Officials in Gloucester have agreed to make $150 million in upgrades to the city’s waste treatment system to resolve violations of the Clean Water Act linked to the discharge of undertreated water into Massachusetts Bay, federal officials said Monday.
US Attorney Rachael Rollins’ office said the settlement requires the city to undertake a construction project to add secondary treatment to its water pollution control facility. Secondary treatment entails a combination of “physical and biological processes that break down many harmful elements in municipal sewage.”
Rollins’ office said Gloucester has been operating without secondary treatment since it was issued a waiver in 2001. The federal Environmental Protection Agency and the state Department of Environmental Protection recently determined that the waiver should not be renewed, based on water pollution data indicating the upgrades are needed, the office said in a statement.
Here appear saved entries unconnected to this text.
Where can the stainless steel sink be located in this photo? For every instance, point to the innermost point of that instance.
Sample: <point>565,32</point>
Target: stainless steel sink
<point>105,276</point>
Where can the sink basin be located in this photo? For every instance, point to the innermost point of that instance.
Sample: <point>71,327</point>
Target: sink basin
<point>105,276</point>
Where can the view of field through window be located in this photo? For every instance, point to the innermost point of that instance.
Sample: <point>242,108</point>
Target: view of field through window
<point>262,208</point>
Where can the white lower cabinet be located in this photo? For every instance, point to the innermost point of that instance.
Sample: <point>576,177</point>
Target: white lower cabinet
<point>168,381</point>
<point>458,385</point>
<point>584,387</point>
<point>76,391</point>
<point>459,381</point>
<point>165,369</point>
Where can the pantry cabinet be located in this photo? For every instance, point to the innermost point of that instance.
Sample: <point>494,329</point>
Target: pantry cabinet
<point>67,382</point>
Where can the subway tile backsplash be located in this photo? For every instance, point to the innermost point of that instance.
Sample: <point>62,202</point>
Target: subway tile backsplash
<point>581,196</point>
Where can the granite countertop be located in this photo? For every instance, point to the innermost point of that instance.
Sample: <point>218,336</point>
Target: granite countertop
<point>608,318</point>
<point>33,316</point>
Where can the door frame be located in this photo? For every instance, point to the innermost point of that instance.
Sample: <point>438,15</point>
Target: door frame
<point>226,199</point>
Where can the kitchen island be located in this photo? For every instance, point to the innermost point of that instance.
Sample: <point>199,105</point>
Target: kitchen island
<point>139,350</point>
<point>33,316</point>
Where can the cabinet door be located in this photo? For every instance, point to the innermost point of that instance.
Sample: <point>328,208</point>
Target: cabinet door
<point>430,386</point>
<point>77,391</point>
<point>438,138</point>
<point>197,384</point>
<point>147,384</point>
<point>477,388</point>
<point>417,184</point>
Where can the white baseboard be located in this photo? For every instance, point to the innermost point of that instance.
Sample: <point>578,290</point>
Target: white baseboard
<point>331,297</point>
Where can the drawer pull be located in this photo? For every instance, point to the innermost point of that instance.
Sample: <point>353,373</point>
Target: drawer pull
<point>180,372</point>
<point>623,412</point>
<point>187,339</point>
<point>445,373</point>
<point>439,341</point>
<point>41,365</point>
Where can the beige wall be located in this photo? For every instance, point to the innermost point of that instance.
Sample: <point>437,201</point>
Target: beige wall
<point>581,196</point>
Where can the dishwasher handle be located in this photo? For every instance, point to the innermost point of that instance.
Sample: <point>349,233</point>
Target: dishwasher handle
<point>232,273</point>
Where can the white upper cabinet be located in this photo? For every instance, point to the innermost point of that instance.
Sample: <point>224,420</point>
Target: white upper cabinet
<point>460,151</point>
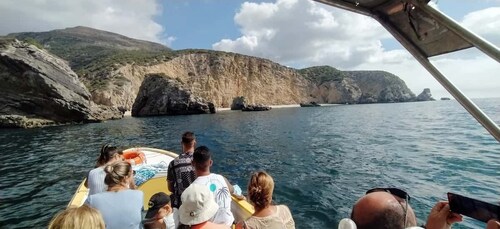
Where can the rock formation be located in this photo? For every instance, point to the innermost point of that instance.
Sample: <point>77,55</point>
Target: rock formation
<point>40,89</point>
<point>381,87</point>
<point>256,107</point>
<point>238,103</point>
<point>339,92</point>
<point>114,66</point>
<point>162,95</point>
<point>425,95</point>
<point>215,76</point>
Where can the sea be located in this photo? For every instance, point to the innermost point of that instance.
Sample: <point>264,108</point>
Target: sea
<point>322,159</point>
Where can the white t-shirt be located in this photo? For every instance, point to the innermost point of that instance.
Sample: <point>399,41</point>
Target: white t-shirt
<point>217,184</point>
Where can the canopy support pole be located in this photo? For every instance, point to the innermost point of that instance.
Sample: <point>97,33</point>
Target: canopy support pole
<point>481,44</point>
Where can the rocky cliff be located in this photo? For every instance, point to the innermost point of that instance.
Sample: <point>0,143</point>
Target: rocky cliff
<point>113,68</point>
<point>335,86</point>
<point>40,89</point>
<point>163,95</point>
<point>217,77</point>
<point>381,87</point>
<point>425,95</point>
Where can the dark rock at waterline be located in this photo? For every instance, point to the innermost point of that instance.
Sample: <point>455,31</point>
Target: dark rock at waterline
<point>39,89</point>
<point>425,95</point>
<point>256,107</point>
<point>162,95</point>
<point>238,103</point>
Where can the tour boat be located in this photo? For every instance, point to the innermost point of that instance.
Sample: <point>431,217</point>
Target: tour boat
<point>158,160</point>
<point>424,31</point>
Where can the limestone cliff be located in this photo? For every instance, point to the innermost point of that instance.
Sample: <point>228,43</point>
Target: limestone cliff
<point>425,95</point>
<point>218,77</point>
<point>381,87</point>
<point>40,89</point>
<point>162,95</point>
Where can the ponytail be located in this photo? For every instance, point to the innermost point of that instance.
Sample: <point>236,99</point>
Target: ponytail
<point>116,172</point>
<point>106,154</point>
<point>260,190</point>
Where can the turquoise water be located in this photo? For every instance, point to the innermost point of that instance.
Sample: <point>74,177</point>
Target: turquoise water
<point>322,158</point>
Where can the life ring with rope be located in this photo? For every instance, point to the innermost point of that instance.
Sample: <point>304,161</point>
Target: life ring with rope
<point>134,157</point>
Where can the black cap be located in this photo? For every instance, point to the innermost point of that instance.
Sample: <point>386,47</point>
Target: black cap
<point>156,202</point>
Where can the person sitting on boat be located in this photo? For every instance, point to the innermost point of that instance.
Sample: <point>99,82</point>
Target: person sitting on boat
<point>198,207</point>
<point>181,173</point>
<point>266,215</point>
<point>120,206</point>
<point>159,215</point>
<point>389,208</point>
<point>82,217</point>
<point>95,177</point>
<point>218,184</point>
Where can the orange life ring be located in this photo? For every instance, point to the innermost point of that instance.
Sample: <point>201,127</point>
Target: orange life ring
<point>134,157</point>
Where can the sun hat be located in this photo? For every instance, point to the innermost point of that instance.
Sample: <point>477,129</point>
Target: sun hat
<point>198,205</point>
<point>156,202</point>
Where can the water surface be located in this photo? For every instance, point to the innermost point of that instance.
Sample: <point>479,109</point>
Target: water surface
<point>322,158</point>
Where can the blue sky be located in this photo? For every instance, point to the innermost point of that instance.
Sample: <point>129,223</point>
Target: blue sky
<point>199,24</point>
<point>295,33</point>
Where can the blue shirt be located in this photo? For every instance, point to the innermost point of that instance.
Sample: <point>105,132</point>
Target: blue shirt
<point>120,210</point>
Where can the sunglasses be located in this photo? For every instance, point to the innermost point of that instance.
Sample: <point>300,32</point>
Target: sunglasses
<point>396,192</point>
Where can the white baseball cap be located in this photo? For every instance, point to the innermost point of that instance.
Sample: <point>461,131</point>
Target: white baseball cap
<point>198,205</point>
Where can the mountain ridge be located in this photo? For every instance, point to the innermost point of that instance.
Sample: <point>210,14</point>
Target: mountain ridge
<point>114,73</point>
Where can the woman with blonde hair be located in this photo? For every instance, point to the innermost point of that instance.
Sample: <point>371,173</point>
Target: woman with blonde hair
<point>95,177</point>
<point>120,206</point>
<point>266,215</point>
<point>78,218</point>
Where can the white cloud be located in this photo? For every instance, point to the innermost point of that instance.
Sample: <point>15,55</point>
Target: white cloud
<point>486,23</point>
<point>301,33</point>
<point>131,18</point>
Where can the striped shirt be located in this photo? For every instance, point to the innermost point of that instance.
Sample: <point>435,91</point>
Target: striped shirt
<point>95,181</point>
<point>181,173</point>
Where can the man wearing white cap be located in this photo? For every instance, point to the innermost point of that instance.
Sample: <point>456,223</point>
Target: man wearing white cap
<point>198,207</point>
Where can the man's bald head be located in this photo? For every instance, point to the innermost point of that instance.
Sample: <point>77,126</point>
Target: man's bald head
<point>382,210</point>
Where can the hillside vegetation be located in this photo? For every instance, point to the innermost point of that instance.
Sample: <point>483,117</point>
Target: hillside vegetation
<point>88,50</point>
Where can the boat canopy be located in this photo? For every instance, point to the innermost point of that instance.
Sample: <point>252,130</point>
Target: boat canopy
<point>426,32</point>
<point>421,25</point>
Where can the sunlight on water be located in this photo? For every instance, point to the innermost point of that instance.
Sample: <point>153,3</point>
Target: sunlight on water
<point>323,159</point>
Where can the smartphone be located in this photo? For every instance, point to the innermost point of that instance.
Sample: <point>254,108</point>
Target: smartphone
<point>476,209</point>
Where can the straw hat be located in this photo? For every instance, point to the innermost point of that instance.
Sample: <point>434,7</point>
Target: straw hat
<point>198,205</point>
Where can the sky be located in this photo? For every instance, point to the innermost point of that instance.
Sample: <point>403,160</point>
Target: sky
<point>295,33</point>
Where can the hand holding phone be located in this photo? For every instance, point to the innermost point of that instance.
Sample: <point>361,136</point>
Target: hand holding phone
<point>473,208</point>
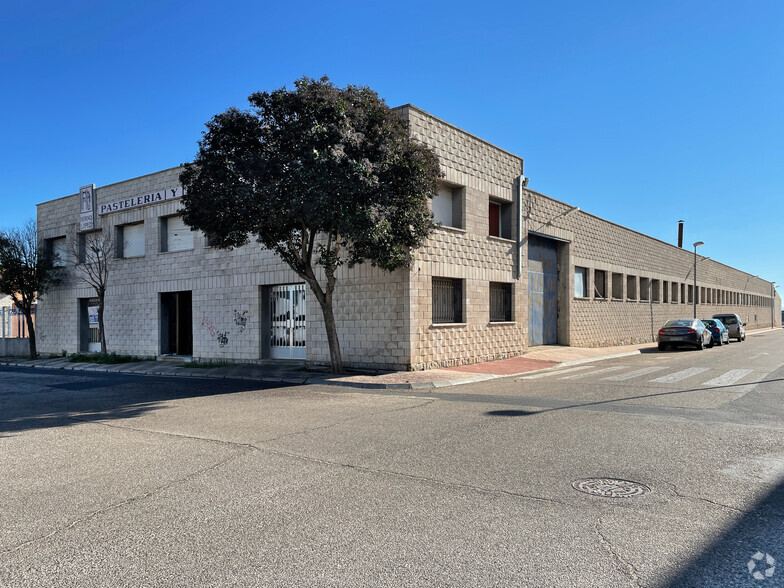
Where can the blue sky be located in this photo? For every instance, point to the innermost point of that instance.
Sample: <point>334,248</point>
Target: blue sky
<point>641,113</point>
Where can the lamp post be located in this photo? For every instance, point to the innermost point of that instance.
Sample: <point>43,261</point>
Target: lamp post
<point>697,244</point>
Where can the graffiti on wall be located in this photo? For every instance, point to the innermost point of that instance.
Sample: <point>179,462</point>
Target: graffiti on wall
<point>222,336</point>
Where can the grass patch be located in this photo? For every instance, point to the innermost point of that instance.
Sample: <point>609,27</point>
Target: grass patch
<point>206,365</point>
<point>105,358</point>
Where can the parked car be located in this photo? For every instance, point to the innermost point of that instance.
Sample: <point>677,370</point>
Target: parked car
<point>721,334</point>
<point>734,324</point>
<point>685,332</point>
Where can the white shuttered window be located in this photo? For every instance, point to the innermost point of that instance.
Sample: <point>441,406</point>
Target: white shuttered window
<point>177,236</point>
<point>59,252</point>
<point>133,240</point>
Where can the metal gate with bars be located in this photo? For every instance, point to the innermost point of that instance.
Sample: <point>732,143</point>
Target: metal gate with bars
<point>287,322</point>
<point>542,291</point>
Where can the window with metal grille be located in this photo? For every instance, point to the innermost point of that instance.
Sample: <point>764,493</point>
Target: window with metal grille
<point>500,302</point>
<point>599,284</point>
<point>581,282</point>
<point>447,300</point>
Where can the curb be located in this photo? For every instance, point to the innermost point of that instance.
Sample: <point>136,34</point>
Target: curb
<point>169,371</point>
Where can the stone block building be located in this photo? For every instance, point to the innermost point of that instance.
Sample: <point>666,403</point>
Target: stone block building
<point>507,269</point>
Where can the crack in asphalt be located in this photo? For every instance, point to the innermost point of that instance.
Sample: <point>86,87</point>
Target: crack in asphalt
<point>120,504</point>
<point>623,565</point>
<point>707,500</point>
<point>413,477</point>
<point>348,420</point>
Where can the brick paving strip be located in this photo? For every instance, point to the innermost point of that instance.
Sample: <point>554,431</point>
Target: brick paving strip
<point>540,358</point>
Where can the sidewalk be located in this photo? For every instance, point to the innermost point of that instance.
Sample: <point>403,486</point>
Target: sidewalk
<point>540,358</point>
<point>295,373</point>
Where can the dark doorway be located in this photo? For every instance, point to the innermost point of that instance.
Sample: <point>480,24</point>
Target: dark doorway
<point>176,323</point>
<point>542,291</point>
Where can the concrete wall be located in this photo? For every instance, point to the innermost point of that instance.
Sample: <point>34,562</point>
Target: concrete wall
<point>370,305</point>
<point>386,320</point>
<point>14,347</point>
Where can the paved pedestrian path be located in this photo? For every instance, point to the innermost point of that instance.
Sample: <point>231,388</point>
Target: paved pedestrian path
<point>539,363</point>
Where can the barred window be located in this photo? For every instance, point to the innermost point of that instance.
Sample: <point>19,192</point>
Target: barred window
<point>500,302</point>
<point>600,284</point>
<point>447,300</point>
<point>581,282</point>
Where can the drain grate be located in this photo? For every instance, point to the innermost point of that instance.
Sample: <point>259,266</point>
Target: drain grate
<point>610,487</point>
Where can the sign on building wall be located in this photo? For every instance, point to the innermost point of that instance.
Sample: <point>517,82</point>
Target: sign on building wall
<point>142,200</point>
<point>87,207</point>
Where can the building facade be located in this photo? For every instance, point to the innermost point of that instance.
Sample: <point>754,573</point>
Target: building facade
<point>509,268</point>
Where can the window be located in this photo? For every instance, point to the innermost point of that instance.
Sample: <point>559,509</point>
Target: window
<point>580,282</point>
<point>645,286</point>
<point>175,234</point>
<point>500,215</point>
<point>618,286</point>
<point>448,206</point>
<point>447,301</point>
<point>500,302</point>
<point>631,287</point>
<point>56,248</point>
<point>95,243</point>
<point>130,240</point>
<point>600,283</point>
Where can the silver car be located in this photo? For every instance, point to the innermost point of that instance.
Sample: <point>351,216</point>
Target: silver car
<point>685,332</point>
<point>734,324</point>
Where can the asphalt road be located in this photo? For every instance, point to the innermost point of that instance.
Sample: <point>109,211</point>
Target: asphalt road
<point>120,480</point>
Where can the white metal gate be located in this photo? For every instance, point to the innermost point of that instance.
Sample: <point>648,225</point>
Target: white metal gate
<point>94,338</point>
<point>287,322</point>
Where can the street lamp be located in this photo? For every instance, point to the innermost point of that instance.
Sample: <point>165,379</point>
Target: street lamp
<point>697,244</point>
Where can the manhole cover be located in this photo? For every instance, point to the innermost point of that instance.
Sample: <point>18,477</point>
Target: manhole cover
<point>610,487</point>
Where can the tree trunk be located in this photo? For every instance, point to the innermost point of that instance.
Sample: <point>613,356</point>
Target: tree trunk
<point>332,335</point>
<point>101,330</point>
<point>30,333</point>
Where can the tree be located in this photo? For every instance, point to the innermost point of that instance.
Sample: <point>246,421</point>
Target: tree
<point>26,271</point>
<point>323,176</point>
<point>92,256</point>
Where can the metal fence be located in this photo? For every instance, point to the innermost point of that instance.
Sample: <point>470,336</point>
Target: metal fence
<point>13,324</point>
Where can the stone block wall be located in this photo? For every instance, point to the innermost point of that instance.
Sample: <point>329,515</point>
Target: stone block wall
<point>469,254</point>
<point>386,320</point>
<point>635,317</point>
<point>370,305</point>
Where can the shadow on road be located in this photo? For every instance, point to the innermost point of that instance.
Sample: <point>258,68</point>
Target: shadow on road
<point>66,398</point>
<point>567,406</point>
<point>754,545</point>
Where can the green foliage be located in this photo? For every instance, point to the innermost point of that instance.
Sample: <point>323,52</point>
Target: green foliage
<point>105,358</point>
<point>318,160</point>
<point>323,176</point>
<point>26,271</point>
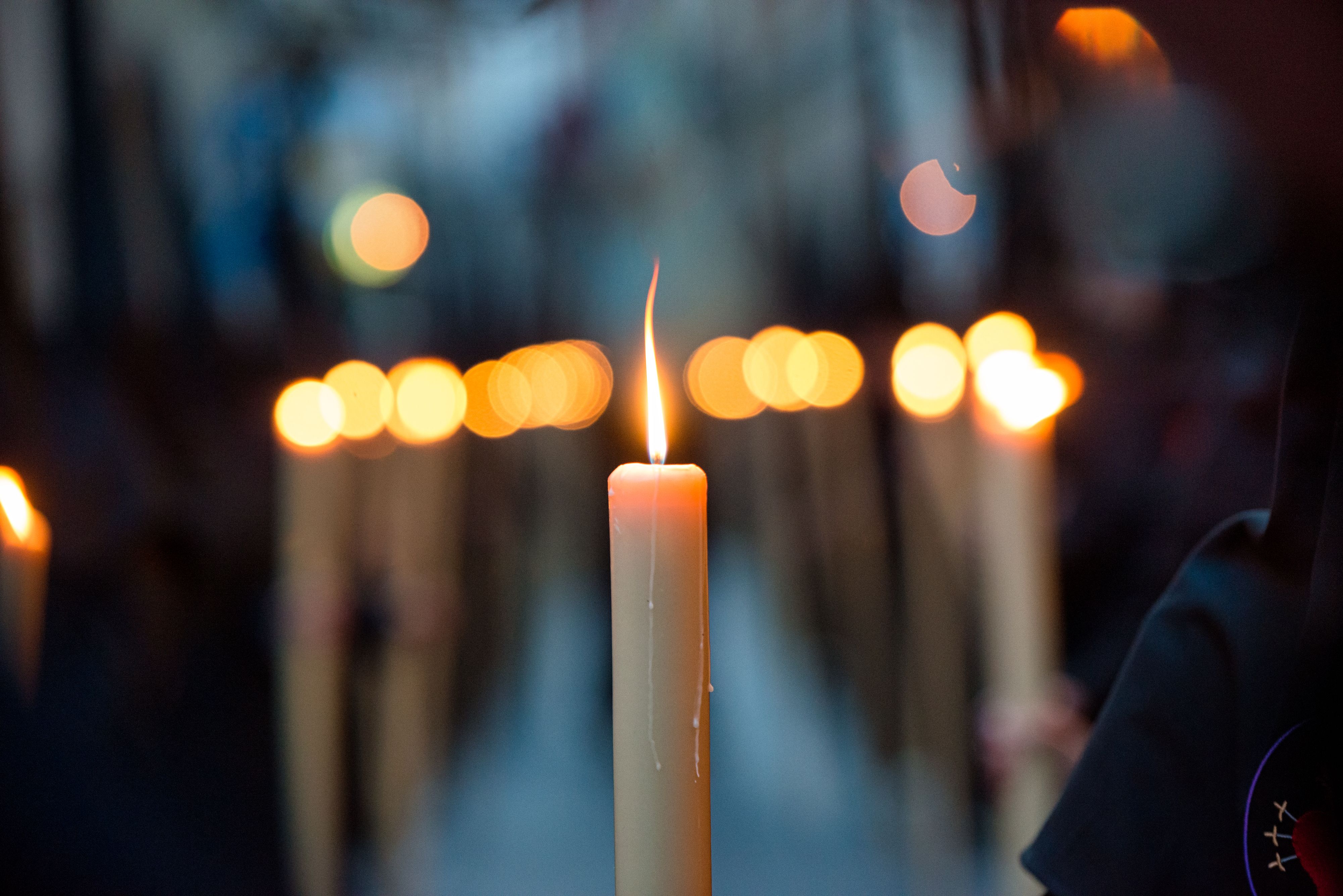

“Undertreated sewage from the City’s existing water treatment facility results in a variety of unauthorized discharges into Massachusetts Bay, including disease causing organisms and toxic pollutants,” the statement said.
Gloucester officials have provided “an aggressive schedule” to the EPA and the DEP for design and construction of the facility upgrades, Rollins’s office said. The city’s proposal aims to complete design and bidding for the project by the end of next year, and finish construction by the end of 2027, setting the city on course to be in compliance by March 30, 2028, Rollins’ office said.
“Sewage can carry harmful pollutants, posing potential harm to human health and aquatic organisms,” acting Assistant Administrator Larry Starfield of the EPA’s Office of Enforcement and Compliance Assurance said in a statement issued by the EPA on Monday. “By reducing discharges into Massachusetts Bay, this settlement will result in cleaner, safer water, benefiting both local communities and the environment.”
The proposed consent decree is subject to a 30-day public comment and can be viewed online, Rollins’s office said.
“Fiercely protecting our environment is a civil and human rights issue,” Rollins said in the statement. “Ensuring that bodies of water are not contaminated with harmful toxins and pollutants remains a vital part of this work.”
City officials in Gloucester could not immediately be reached for comment Monday night.